There is a massive difference between what Coakley said and what Kathryn Jean Lopez claims Coakley said. Just enormous. Lopez suggests Coakley's position is "Catholics need not apply"; in fact, Coakley's position is more like "people who don't want to do the job shouldn't take it." It says something about Lopez' confidence in the merits of her own position that she feels the need to dishonestly portray Coakley's.

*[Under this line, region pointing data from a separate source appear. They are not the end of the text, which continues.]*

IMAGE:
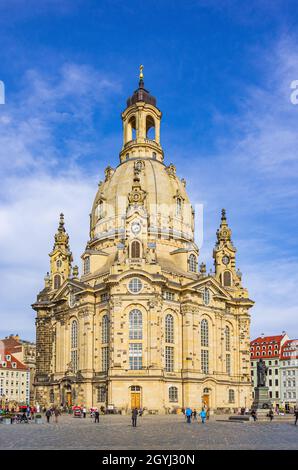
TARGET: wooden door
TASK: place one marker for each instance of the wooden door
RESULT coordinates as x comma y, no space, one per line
205,401
69,398
135,400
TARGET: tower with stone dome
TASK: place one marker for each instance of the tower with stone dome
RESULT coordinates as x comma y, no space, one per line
142,325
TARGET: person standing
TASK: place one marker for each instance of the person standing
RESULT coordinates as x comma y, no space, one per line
203,415
48,415
134,415
296,415
188,413
56,414
270,414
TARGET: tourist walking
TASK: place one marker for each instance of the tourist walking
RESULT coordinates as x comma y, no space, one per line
271,414
188,414
134,415
296,415
203,415
56,414
48,415
254,415
96,416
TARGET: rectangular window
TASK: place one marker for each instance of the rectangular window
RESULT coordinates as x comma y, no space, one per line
101,394
169,295
205,361
74,360
169,359
104,358
228,364
135,356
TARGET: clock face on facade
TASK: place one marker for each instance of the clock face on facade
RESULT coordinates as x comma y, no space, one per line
135,228
225,260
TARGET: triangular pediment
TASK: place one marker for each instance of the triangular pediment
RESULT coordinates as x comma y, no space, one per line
212,284
70,285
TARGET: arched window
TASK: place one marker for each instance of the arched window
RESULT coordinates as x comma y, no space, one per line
228,364
150,128
135,249
87,265
227,279
178,206
231,396
228,338
192,263
169,329
74,345
135,324
99,210
131,129
206,296
57,281
105,329
204,333
173,394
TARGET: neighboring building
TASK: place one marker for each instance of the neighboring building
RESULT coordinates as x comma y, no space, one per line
268,348
142,326
14,379
289,373
25,352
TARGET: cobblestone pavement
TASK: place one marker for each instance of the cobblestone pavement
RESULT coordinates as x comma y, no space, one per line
152,432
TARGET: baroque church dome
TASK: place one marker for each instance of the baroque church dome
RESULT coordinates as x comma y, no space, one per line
142,200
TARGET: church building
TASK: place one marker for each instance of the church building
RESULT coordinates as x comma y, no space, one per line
144,325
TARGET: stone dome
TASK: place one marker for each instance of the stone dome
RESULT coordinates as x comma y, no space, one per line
165,203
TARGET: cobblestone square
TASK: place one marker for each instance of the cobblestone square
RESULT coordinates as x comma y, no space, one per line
152,432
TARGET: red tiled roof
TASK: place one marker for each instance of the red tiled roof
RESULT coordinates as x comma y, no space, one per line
290,346
267,339
266,347
11,344
19,364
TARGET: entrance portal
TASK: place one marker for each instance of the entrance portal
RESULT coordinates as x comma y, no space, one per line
135,391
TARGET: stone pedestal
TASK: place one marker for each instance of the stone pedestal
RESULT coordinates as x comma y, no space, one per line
262,403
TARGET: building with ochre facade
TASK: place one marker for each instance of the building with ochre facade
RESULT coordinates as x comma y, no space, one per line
144,325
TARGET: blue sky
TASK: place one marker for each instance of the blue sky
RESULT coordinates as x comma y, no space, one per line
221,72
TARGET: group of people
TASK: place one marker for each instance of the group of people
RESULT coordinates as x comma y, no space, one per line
271,415
193,415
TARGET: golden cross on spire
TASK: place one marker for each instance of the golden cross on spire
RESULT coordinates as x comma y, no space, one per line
141,76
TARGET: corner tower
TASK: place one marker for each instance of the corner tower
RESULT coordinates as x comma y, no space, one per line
141,125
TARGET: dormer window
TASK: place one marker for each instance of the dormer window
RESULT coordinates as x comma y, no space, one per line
99,210
192,263
206,296
57,281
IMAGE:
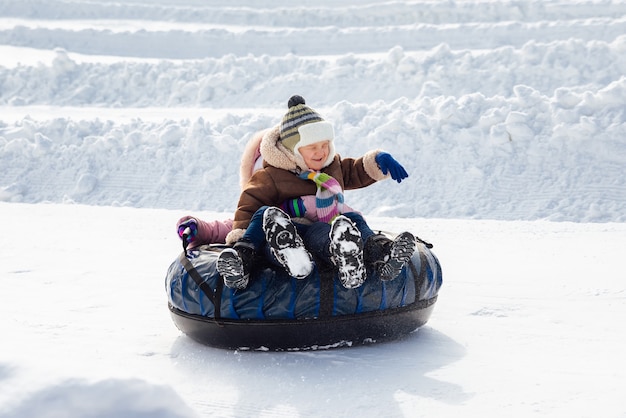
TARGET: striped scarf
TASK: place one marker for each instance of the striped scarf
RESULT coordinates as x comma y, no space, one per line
329,196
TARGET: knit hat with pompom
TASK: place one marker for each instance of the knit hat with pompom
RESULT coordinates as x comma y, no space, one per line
302,126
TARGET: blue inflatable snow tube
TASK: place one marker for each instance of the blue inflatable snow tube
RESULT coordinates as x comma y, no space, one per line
279,312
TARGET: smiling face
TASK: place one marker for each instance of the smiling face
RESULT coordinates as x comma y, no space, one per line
316,154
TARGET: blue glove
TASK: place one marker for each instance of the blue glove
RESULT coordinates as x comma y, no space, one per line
388,164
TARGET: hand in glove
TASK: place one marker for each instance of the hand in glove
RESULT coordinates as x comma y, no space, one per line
388,164
188,229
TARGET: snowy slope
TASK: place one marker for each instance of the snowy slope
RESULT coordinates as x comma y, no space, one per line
500,110
118,117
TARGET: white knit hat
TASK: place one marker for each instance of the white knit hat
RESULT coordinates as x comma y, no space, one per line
303,126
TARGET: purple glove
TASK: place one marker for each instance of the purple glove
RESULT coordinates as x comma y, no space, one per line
188,230
388,164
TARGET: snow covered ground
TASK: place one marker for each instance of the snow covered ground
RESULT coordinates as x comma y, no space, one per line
118,117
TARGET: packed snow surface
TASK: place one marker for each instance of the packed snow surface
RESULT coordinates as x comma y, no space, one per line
117,118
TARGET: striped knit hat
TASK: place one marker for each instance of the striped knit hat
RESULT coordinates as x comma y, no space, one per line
303,126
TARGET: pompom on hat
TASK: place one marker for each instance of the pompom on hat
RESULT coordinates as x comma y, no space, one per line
302,126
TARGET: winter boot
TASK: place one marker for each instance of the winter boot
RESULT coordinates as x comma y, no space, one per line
285,243
234,264
388,257
346,249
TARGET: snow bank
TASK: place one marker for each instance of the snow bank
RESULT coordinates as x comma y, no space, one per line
497,110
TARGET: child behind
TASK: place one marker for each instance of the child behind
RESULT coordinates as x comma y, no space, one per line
300,164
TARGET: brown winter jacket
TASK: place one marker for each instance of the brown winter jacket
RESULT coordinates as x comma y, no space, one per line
278,180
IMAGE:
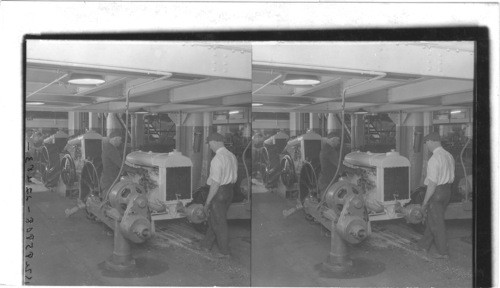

This isn't Lopez's first fast-and-loose description of the issue this week. Here's something she wrote on Wednesday:
What Coakley and her campaign are referencing is a 2005 bill that mandated that hospitals provide emergency contraception to victims of rape. At the time, Scott Brown sponsored an amendment that sought to protect the consciences of hospitals and hospital personnel with religious objections to the medication, which sometimes works as an abortifacient.
As the Boston Globe explained last week, the amendment would have referred rape victims at a hospital that would not dispense emergency contraception to another hospital that would, at no additional cost. In an urban center like Boston, this is not akin to making emergency contraception unavailable to these women.
Set aside the callousness of Lopez' suggestion (reminiscent of Sen. Joe Lieberman's famous "short ride" comment) that it's ok to turn a rape victim away from an emergency room because there's another nearby. What's really striking about Lopez' description is what she leaves out: Not all of Massachusetts is "an urban center like Boston." For many people, there isn't another emergency room nearby. Again: it says something about Lopez' confidence in the merits of her position that she feels the need to mislead readers about its consequences.